半腔热情 提交于 2019-12-04 10:17:01

You're mostly right. ddply indeed breaks your data down into mini data frames based on the grouper, and applies a function to each piece.

With ddply, all the work is done with data frames, so the .fun argument must take a (mini) data frame as input and return a data frame as output.

mutate and summarize are functions that fit this bill (they take and return data frames). You can view their individual help pages, or run them on a data frame outside of ddply to see this, e.g.

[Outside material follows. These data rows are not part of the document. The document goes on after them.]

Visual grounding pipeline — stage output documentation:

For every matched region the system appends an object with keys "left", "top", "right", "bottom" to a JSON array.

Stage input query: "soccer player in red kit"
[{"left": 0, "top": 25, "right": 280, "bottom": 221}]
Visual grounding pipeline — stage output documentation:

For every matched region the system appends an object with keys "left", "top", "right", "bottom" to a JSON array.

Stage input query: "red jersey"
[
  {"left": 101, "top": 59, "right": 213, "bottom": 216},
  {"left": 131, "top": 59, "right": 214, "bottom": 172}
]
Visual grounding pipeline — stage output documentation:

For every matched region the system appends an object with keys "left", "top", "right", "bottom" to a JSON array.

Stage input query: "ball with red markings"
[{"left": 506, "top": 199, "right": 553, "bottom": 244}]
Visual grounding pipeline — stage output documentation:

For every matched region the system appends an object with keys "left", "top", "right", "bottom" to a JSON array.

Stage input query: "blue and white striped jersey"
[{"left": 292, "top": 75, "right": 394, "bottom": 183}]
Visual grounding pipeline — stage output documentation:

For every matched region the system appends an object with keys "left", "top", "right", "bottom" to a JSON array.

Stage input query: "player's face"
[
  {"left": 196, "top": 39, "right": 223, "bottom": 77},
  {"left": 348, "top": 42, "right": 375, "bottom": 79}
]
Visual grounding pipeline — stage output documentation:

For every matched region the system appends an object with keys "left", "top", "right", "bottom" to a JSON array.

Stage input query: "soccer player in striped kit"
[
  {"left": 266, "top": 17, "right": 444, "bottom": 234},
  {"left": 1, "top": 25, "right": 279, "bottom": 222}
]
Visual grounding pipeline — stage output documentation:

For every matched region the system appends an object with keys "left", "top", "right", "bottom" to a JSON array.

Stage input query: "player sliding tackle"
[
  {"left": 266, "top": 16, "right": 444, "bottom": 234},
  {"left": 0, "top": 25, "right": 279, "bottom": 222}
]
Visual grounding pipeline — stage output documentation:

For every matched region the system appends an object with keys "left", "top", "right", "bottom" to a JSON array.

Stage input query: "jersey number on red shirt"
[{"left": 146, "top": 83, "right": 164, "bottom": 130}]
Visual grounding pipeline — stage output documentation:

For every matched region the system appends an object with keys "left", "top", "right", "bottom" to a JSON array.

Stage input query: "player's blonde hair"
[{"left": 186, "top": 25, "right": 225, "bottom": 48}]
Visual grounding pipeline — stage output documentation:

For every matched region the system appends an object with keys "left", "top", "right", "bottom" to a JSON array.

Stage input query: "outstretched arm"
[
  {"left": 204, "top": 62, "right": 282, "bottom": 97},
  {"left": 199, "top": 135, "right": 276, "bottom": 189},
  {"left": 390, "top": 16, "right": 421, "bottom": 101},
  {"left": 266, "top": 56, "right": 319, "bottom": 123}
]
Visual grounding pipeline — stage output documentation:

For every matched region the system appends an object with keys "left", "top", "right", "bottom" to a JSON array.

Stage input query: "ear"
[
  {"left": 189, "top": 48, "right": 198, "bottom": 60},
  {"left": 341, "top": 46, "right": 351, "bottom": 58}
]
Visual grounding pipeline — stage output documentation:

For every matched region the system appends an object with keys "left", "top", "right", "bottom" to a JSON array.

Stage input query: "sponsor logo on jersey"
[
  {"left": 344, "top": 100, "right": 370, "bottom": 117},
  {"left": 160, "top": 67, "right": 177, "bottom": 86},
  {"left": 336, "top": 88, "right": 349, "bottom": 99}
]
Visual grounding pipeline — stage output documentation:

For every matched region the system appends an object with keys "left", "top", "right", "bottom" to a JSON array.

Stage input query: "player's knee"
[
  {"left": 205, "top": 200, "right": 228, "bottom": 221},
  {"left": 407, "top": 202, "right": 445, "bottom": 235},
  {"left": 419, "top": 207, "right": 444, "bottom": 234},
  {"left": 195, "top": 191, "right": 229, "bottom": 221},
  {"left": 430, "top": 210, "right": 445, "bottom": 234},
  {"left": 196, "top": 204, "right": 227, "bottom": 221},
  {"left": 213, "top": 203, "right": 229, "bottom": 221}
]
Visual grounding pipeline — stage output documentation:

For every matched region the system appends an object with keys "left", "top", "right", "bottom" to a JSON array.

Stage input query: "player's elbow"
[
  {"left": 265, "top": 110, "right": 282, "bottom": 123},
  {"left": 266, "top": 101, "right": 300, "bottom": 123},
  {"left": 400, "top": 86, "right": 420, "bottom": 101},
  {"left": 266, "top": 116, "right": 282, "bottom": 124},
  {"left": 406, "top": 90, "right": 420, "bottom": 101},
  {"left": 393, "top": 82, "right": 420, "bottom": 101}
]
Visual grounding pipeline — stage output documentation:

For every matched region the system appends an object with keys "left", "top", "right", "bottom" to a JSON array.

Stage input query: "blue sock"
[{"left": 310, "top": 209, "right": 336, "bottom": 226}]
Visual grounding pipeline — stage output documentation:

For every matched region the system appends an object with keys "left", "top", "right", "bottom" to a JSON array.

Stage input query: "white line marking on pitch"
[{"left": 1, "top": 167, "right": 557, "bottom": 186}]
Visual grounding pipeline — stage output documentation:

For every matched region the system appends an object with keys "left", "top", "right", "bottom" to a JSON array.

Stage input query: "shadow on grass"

mutate(mtcars, mean.mpg = mean(mpg))
summarize(mtcars, mean.mpg = mean(mpg))

If you don't use mutate or summarize, that is, you only use a custom function, then your function also needs to take a (mini) data frame as argument, and return a data frame.

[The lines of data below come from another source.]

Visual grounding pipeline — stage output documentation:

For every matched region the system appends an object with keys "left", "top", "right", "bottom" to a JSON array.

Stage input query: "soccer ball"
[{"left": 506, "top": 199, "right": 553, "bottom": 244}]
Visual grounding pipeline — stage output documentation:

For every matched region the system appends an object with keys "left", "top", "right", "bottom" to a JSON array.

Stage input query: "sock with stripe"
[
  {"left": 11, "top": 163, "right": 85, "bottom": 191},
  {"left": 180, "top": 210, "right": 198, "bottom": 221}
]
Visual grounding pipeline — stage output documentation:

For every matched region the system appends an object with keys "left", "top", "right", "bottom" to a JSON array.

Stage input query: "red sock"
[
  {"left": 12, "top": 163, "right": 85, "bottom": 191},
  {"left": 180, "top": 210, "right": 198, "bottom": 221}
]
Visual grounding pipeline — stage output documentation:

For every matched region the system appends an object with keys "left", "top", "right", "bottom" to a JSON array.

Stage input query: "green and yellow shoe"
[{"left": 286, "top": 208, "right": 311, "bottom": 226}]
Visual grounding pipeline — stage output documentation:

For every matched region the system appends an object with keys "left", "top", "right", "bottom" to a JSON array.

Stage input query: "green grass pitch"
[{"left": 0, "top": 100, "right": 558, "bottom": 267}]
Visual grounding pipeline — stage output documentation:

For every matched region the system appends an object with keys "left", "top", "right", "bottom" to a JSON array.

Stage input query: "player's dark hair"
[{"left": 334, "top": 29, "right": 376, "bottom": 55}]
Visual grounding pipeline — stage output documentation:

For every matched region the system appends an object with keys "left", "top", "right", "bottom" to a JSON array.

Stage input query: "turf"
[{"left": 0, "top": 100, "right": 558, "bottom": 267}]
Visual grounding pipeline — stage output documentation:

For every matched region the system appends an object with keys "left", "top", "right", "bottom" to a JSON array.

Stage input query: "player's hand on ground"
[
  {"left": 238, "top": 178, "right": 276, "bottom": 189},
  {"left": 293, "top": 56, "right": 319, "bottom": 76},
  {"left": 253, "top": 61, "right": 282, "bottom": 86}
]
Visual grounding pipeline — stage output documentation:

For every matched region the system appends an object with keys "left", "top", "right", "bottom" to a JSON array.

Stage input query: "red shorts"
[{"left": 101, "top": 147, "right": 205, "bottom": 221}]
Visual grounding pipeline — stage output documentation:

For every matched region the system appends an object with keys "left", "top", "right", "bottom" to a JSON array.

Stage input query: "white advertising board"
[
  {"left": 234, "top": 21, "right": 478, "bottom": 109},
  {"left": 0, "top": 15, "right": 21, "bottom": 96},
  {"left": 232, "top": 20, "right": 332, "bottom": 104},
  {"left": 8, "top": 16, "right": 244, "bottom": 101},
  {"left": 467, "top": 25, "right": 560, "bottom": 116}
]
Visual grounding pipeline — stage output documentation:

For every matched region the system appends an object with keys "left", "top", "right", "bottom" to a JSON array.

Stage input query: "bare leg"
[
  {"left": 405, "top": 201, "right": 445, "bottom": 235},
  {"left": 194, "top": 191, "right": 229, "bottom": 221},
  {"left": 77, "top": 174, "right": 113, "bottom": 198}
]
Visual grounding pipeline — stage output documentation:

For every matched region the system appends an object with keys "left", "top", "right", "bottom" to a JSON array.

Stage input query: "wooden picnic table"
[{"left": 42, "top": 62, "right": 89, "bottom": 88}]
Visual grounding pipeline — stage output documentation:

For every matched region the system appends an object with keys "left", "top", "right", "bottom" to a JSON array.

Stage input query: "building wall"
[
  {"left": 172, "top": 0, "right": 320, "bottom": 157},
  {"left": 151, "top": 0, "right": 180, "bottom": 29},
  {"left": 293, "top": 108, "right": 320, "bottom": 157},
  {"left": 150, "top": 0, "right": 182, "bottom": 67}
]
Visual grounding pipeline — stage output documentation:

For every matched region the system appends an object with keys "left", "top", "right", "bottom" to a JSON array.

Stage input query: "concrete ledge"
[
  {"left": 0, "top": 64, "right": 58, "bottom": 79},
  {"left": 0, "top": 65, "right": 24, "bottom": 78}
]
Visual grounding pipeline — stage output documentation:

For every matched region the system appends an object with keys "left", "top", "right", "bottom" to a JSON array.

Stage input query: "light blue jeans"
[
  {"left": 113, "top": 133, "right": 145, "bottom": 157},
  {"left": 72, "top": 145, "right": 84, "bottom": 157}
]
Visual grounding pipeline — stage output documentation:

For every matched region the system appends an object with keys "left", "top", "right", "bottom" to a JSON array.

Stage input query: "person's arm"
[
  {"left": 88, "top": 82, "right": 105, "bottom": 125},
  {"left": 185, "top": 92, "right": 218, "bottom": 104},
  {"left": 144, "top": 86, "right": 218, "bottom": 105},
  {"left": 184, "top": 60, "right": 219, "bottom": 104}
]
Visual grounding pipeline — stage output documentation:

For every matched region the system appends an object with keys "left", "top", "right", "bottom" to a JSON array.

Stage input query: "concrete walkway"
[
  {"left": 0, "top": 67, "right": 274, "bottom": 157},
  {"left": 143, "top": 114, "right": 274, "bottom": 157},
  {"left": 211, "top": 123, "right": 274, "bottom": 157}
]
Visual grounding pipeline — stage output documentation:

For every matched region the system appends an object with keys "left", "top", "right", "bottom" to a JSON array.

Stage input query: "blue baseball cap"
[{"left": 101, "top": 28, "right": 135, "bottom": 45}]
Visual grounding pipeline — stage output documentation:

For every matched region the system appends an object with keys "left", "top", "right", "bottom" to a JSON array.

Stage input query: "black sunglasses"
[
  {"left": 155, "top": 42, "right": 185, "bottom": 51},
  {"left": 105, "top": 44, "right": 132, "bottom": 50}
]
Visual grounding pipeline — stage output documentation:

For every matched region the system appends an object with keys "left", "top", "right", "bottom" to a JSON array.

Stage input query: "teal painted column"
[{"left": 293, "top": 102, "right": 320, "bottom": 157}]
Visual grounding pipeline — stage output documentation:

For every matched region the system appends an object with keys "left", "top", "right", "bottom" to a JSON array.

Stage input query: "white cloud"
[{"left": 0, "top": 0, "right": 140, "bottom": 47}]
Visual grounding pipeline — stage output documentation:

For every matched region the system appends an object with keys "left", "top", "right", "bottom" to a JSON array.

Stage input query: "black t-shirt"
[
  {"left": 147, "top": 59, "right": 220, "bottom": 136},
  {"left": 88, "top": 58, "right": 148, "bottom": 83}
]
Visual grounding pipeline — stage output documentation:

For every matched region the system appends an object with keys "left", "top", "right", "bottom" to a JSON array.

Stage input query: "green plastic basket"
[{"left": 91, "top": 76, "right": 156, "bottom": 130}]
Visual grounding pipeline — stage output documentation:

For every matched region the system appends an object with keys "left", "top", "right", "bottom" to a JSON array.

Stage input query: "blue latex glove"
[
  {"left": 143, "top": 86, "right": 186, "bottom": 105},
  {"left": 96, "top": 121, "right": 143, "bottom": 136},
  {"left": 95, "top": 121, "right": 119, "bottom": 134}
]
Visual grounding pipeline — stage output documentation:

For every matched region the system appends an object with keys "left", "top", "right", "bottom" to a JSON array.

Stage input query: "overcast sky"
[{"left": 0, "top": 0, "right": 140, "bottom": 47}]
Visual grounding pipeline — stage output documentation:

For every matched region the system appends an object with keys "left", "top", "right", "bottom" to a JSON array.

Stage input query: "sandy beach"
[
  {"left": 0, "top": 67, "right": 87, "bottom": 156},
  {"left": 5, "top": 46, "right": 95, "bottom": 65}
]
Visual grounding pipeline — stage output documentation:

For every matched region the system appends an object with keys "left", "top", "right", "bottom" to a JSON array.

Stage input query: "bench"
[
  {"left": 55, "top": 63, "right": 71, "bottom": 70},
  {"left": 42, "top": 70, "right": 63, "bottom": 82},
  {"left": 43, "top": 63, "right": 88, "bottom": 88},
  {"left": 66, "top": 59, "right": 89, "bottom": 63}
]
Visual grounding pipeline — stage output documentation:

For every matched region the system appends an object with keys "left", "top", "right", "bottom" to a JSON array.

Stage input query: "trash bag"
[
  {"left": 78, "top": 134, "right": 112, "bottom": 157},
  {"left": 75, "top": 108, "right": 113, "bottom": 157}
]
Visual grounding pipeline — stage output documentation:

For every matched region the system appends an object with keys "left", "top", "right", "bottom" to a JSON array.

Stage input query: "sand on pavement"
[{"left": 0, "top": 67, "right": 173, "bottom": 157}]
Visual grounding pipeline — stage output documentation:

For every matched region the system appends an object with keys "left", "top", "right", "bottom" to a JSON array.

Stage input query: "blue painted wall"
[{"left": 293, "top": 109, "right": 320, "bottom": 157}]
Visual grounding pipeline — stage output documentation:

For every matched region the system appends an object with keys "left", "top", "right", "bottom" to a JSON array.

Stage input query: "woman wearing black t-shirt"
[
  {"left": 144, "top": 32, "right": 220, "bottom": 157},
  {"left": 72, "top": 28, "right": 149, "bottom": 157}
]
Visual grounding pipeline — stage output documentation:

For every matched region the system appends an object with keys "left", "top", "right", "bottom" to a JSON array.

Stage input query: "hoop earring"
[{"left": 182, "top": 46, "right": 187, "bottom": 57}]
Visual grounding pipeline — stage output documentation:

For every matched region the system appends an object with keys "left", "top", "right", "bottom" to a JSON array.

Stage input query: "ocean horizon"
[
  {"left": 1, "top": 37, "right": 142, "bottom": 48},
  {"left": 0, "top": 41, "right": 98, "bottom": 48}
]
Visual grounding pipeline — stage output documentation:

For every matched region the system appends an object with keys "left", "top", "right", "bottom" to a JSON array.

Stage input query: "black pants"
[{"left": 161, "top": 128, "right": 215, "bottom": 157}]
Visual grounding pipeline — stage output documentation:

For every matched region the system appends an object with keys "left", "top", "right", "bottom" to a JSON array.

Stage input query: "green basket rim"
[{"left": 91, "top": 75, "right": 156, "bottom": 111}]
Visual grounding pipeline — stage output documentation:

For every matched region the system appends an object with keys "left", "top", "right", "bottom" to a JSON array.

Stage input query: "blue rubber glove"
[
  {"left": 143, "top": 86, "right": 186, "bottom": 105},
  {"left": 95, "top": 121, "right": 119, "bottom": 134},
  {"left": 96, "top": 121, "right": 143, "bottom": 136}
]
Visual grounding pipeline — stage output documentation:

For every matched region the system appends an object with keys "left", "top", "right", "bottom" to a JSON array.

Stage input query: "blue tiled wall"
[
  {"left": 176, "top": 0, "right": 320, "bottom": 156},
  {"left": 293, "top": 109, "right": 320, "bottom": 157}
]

If you do use mutate or summarize, any other functions you pass to ddply aren't used by ddply, they're just passed on to be used by mutate or summarize. And functions used by mutate and summarize act on the columns of the data, not on the entire data.frame. This is why

ddply(mtcars, "cyl", mutate, mean.mpg = mean(mpg))

Notice that we don't pass mutate a function. We don't say ddply(mtcars, "cyl", mutate, mean). We have to tell it what to take the mean of. In ?mutate, the description of ... is "named parameters giving definitions of new columns", not anything to do with functions. (Is mean() really different from any "custom function"? No.)

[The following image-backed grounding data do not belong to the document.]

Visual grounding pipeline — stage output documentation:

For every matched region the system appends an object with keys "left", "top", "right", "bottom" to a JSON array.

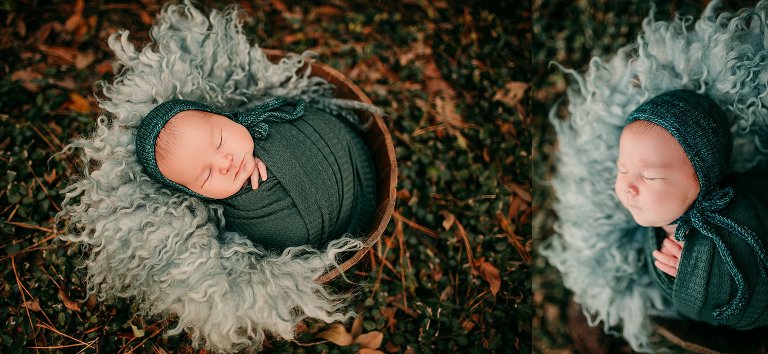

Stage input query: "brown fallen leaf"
[
  {"left": 59, "top": 288, "right": 81, "bottom": 312},
  {"left": 317, "top": 323, "right": 353, "bottom": 346},
  {"left": 440, "top": 210, "right": 455, "bottom": 230},
  {"left": 74, "top": 51, "right": 95, "bottom": 70},
  {"left": 351, "top": 315, "right": 363, "bottom": 338},
  {"left": 355, "top": 331, "right": 384, "bottom": 349},
  {"left": 359, "top": 349, "right": 386, "bottom": 354},
  {"left": 434, "top": 95, "right": 477, "bottom": 130},
  {"left": 10, "top": 68, "right": 43, "bottom": 92},
  {"left": 64, "top": 92, "right": 93, "bottom": 113},
  {"left": 473, "top": 258, "right": 501, "bottom": 296},
  {"left": 384, "top": 341, "right": 401, "bottom": 353},
  {"left": 21, "top": 299, "right": 41, "bottom": 312},
  {"left": 493, "top": 81, "right": 529, "bottom": 108}
]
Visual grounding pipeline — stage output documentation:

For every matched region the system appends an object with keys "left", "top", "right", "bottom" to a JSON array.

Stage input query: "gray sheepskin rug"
[
  {"left": 541, "top": 0, "right": 768, "bottom": 351},
  {"left": 56, "top": 2, "right": 380, "bottom": 352}
]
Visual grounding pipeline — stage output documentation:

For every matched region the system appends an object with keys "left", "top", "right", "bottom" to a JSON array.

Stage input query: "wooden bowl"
[{"left": 263, "top": 50, "right": 397, "bottom": 284}]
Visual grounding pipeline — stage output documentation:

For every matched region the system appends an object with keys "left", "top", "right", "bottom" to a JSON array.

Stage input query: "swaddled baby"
[
  {"left": 616, "top": 90, "right": 768, "bottom": 329},
  {"left": 615, "top": 89, "right": 768, "bottom": 329},
  {"left": 135, "top": 97, "right": 376, "bottom": 251}
]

Thus it doesn't work with anonymous functions--or functions at all. Pass it an expression! You can define a custom function beforehand.

custom_function <- function(x) {mean(x + runif(length(x))}
ddply(mtcars, "cyl", mutate, jittered.mean.mpg = custom_function(mpg))
ddply(mtcars, "cyl", summarize, jittered.mean.mpg = custom_function(mpg))

This extends well, you can have functions that take multiple arguments, and you can give them different columns as arguments, but if you're using the mutate or summarize, you have to give the other functions arguments; you're not just passing the functions.

You seem to want to pass ddply a function that already "knows" which column to take the mean of. For that, I think you'd need to not use mutate or summarize, but you can hack your own version. For summarize-like behavior, return a data.frame with a single value, for mutate-like behavior, return the original data.frame with your extra value cbinded on

mean.mpg.mutate = function(df) {
    cbind.data.frame(df, mean.mpg = mean(df$mpg))
}

mean.mpg.summarize = function(df) {
    data.frame(mean.mpg = mean(df$mpg))
}

ddply(mtcars, "cyl", mean.mpg.mutate)
ddply(mtcars, "cyl", mean.mpg.summarize)

tl;dr

Why can't I use mutate with a custom function? Is it just that "built-in" functions return some sort of class that ddply can deal with vs. having to kick out a full data.frame and then call out only the column I care about?

Quite the opposite! mutate and summarize take data frames as inputs and kick out data frames as returns. But mutate and summarize are the functions you're passing to ddply, not mean or whatever else.

Mutate and summarize are convenience functions that you'll use 99% of the time you use ddply.

If you don't use mutate/summarize, then your function needs to take and return a data frame.

If you do use mutate/summarize, then you don't pass them functions, you pass them expressions that can be evaluated with your (mini) data frame. If it's mutate, the return should be a vector to be appended to the data (recycled as necessary). If it's summarize, the return should be a single value. You don't pass a function, like mean; you pass an expression, like mean(mpg).


What about dplyr?

This was written before dplyr was a thing, or at least a big thing. dplyr removes a lot of the confusion from this process because it essentially replaces the nesting of ddply with mutate or summarize as arguments with sequential functions group_by followed by mutate or summarize. The dplyr version of my answer would be

library(dplyr)
group_by(mtcars, cyl) %>%
    mutate(mean.mpg = mean(mpg))

With the new column creation passed directly to mutate (or summarize), there isn't confusion about which function does what.